Here is a shot of the Virtual Point of Sale System:

and a shot of the Virtual Terminal:

Basically you can swipe a card or key-enter a card on the virtual terminal and depending on the configuration of OLS.Switch – (I’m using bin based routing here in this test setup)

Cards that start with:

  • 4 – Visa
  • 5 – Mastercard
  • 6011 – Discover

go to our FDR North (ChasePaymentTech) Simulator and and return a simulated response.

  • 3 – Amex

go to our American Express Simulator

  • 7 – Stored Value

go to our Stored Value Systems Simulator

  • 6 – OLS Stored Value

get switched to our own instance of OLS.Issuer – our authorization host which is not a simulator.

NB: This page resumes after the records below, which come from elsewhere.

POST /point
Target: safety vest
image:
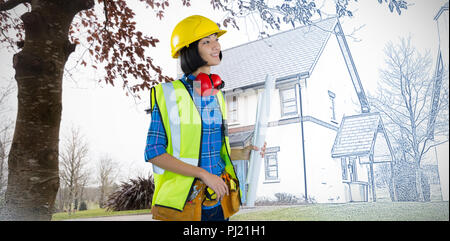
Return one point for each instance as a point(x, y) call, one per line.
point(183, 125)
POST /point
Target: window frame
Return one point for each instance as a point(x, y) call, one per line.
point(273, 155)
point(283, 101)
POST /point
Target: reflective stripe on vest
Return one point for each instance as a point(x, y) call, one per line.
point(183, 126)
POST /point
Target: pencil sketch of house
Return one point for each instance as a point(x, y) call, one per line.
point(317, 84)
point(441, 76)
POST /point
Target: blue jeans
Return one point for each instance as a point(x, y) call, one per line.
point(213, 214)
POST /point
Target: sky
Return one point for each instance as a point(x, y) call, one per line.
point(117, 125)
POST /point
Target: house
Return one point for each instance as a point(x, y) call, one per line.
point(317, 84)
point(361, 143)
point(440, 153)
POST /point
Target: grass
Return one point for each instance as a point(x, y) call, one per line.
point(98, 212)
point(380, 211)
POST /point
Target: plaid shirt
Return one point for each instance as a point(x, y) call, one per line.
point(211, 128)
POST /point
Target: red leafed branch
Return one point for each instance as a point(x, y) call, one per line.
point(8, 5)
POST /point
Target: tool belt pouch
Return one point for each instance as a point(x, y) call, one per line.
point(192, 210)
point(232, 202)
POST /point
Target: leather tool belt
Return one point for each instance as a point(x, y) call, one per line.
point(202, 195)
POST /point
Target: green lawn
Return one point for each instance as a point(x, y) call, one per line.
point(386, 211)
point(380, 211)
point(99, 212)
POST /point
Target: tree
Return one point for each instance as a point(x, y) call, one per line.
point(47, 35)
point(6, 127)
point(73, 160)
point(404, 99)
point(107, 173)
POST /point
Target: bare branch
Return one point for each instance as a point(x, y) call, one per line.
point(12, 4)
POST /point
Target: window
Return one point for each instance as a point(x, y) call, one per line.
point(331, 95)
point(232, 109)
point(344, 169)
point(288, 102)
point(348, 166)
point(271, 166)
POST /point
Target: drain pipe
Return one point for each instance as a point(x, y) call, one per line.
point(303, 137)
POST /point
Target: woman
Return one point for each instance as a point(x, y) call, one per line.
point(187, 141)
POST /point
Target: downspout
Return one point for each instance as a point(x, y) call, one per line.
point(303, 138)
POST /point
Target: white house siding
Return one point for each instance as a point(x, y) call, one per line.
point(290, 166)
point(441, 152)
point(324, 174)
point(330, 74)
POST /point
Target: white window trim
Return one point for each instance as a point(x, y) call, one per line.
point(275, 153)
point(289, 115)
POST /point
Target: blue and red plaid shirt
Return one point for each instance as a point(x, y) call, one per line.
point(211, 128)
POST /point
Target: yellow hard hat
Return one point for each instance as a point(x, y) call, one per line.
point(190, 30)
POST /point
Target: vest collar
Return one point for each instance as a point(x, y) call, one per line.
point(188, 78)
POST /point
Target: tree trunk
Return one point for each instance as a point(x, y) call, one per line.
point(33, 178)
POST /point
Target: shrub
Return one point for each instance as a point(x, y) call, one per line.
point(83, 206)
point(132, 195)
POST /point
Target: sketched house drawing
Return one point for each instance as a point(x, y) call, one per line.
point(441, 75)
point(317, 84)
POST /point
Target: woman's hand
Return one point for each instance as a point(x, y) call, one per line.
point(215, 183)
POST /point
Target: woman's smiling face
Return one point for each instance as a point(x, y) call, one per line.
point(209, 49)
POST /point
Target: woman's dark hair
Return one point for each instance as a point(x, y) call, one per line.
point(190, 59)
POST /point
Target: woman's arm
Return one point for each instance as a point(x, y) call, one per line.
point(244, 154)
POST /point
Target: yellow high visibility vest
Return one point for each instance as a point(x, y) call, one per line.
point(183, 125)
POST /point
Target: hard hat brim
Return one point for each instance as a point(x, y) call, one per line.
point(219, 32)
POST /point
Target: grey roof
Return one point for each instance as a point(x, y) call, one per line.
point(240, 139)
point(284, 54)
point(356, 135)
point(441, 10)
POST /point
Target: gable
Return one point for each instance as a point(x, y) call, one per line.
point(284, 54)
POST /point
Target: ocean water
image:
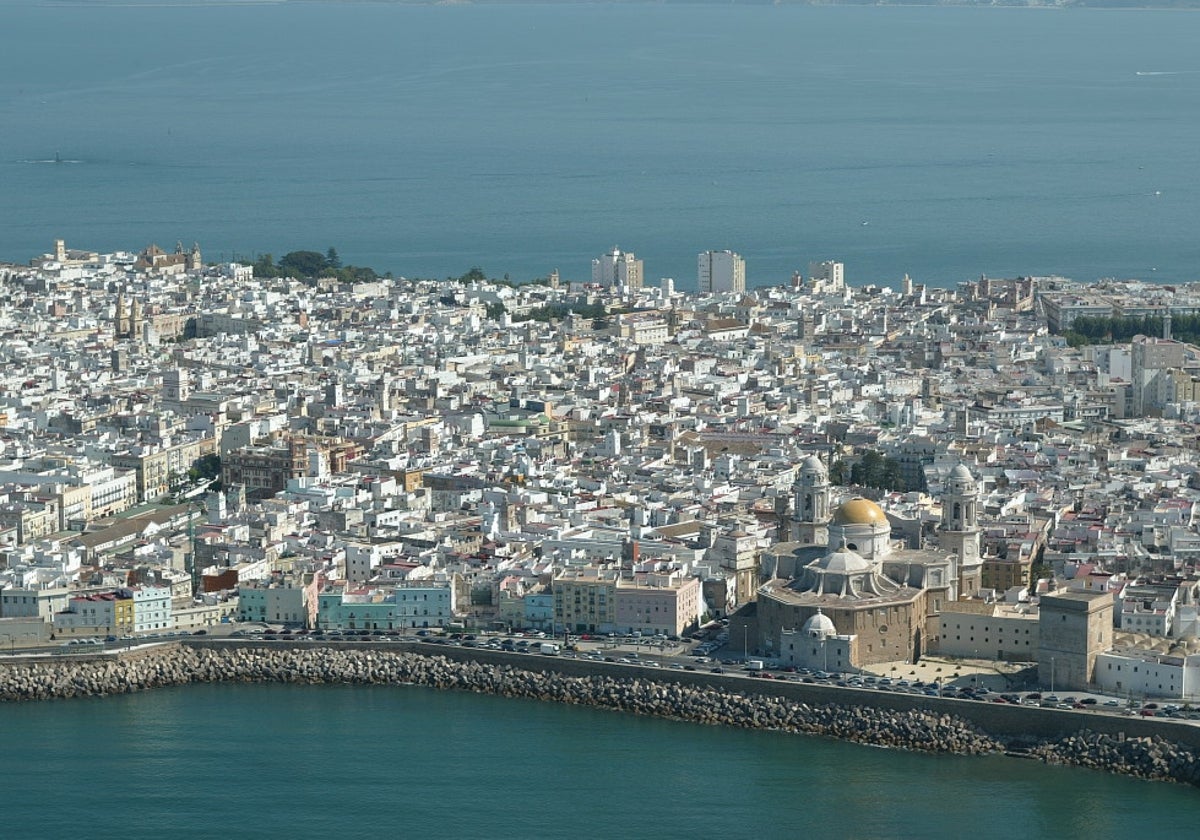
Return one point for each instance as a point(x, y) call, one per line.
point(427, 139)
point(270, 761)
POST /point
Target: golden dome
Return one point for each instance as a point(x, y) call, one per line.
point(859, 511)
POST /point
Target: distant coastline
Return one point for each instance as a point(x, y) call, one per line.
point(1157, 5)
point(1135, 748)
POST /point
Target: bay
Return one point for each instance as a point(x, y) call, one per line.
point(271, 761)
point(426, 139)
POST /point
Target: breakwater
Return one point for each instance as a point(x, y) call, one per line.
point(923, 730)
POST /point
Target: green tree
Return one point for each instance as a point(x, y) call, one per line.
point(303, 263)
point(264, 267)
point(838, 472)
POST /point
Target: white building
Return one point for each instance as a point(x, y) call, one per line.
point(720, 271)
point(1146, 673)
point(617, 268)
point(1001, 631)
point(151, 609)
point(827, 276)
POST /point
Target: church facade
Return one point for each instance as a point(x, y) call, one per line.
point(877, 601)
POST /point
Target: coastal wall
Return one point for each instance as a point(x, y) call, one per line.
point(694, 696)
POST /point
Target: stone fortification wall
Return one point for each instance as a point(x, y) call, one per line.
point(693, 696)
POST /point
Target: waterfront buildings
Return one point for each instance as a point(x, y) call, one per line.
point(720, 271)
point(617, 269)
point(846, 473)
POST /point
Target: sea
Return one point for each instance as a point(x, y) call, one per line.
point(286, 761)
point(427, 139)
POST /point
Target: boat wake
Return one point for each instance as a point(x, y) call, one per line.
point(55, 160)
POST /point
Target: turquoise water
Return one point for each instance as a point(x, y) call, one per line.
point(426, 139)
point(268, 761)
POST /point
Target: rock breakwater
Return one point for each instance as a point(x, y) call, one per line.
point(715, 705)
point(924, 731)
point(1144, 757)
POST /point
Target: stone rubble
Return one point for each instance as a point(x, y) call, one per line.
point(916, 730)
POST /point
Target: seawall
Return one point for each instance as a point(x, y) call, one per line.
point(900, 721)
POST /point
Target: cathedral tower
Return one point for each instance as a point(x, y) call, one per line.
point(810, 514)
point(959, 532)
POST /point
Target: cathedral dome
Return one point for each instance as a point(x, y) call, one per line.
point(960, 473)
point(820, 625)
point(859, 511)
point(844, 562)
point(813, 466)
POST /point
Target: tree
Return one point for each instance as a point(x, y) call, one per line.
point(264, 267)
point(838, 472)
point(303, 263)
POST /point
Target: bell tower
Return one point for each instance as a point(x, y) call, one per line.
point(810, 509)
point(959, 532)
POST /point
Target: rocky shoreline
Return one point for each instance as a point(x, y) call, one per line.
point(916, 730)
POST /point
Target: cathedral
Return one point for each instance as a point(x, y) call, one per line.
point(841, 591)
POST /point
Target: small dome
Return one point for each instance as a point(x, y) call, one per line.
point(960, 473)
point(820, 625)
point(844, 562)
point(813, 466)
point(859, 511)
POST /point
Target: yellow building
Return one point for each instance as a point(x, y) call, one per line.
point(586, 599)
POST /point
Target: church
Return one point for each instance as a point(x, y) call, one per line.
point(843, 592)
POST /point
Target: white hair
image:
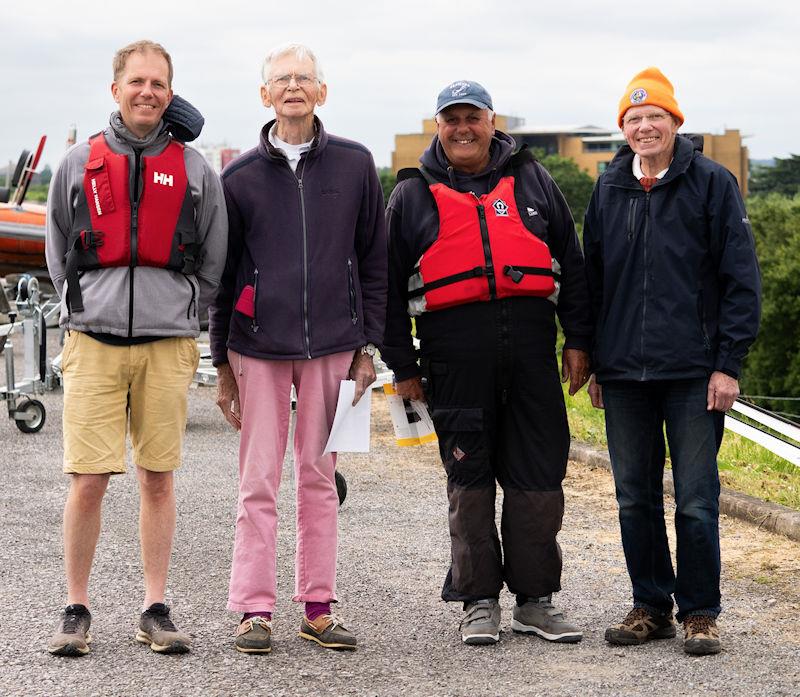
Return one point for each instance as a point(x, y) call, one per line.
point(299, 51)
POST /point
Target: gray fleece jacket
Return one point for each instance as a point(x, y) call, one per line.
point(143, 301)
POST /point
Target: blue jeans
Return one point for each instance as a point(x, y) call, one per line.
point(635, 416)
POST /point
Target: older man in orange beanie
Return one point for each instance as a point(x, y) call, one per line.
point(675, 292)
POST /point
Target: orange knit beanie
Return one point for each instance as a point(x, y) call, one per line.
point(649, 87)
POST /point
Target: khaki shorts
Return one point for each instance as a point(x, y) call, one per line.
point(106, 387)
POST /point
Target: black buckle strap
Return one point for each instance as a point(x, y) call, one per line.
point(447, 280)
point(191, 262)
point(89, 239)
point(517, 273)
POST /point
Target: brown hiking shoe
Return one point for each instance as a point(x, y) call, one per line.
point(700, 635)
point(254, 635)
point(327, 631)
point(157, 629)
point(640, 626)
point(72, 637)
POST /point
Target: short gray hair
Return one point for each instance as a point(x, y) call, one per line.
point(299, 51)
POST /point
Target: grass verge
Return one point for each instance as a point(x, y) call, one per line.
point(744, 466)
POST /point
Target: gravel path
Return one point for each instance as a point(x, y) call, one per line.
point(393, 554)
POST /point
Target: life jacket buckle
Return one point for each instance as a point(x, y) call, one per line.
point(515, 274)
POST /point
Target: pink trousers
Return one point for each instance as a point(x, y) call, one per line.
point(264, 396)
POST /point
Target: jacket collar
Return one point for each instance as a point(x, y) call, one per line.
point(269, 151)
point(121, 139)
point(620, 173)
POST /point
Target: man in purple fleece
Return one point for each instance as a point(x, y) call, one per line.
point(302, 302)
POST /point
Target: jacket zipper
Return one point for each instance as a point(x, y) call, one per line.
point(351, 288)
point(134, 235)
point(487, 250)
point(631, 216)
point(703, 327)
point(644, 288)
point(192, 302)
point(254, 322)
point(306, 332)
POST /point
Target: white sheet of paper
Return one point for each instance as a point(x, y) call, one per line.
point(350, 431)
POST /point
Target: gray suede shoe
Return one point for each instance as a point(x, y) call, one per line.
point(481, 623)
point(157, 629)
point(72, 637)
point(542, 618)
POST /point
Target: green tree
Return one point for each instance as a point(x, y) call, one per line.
point(388, 181)
point(783, 178)
point(773, 366)
point(575, 184)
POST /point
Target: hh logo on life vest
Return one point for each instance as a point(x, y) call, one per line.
point(160, 178)
point(500, 208)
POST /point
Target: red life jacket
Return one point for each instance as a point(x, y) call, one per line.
point(111, 229)
point(483, 251)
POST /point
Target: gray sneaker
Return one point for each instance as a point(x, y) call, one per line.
point(72, 637)
point(481, 623)
point(540, 617)
point(158, 630)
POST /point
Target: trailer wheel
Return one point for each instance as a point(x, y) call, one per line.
point(35, 416)
point(341, 486)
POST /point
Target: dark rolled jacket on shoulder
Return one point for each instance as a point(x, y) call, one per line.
point(673, 273)
point(306, 269)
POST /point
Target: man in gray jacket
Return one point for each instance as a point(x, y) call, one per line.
point(136, 240)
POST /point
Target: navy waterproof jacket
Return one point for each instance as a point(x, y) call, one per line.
point(673, 274)
point(311, 247)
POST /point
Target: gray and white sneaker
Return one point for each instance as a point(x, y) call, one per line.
point(481, 623)
point(542, 618)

The vPOS and VT are sending in messages in the Visa K/Visa D or otherwise known and Visa Gen II message format (one of the incoming message formats that we support from the device side) and depending on the card type, we are building the appropriate outbound message according to the interface specs (generally an ISO8583 variant), hitting our simulators to get different responses based on amount prompting or in the case of the OLS Stored Value cards, it uses the card files, velocity and limit checking, card status and other authorization rules to authorized the card.

The neat thing? an end-to end transaction take less then 50ms on a sub $1000.00 test server on a local lan.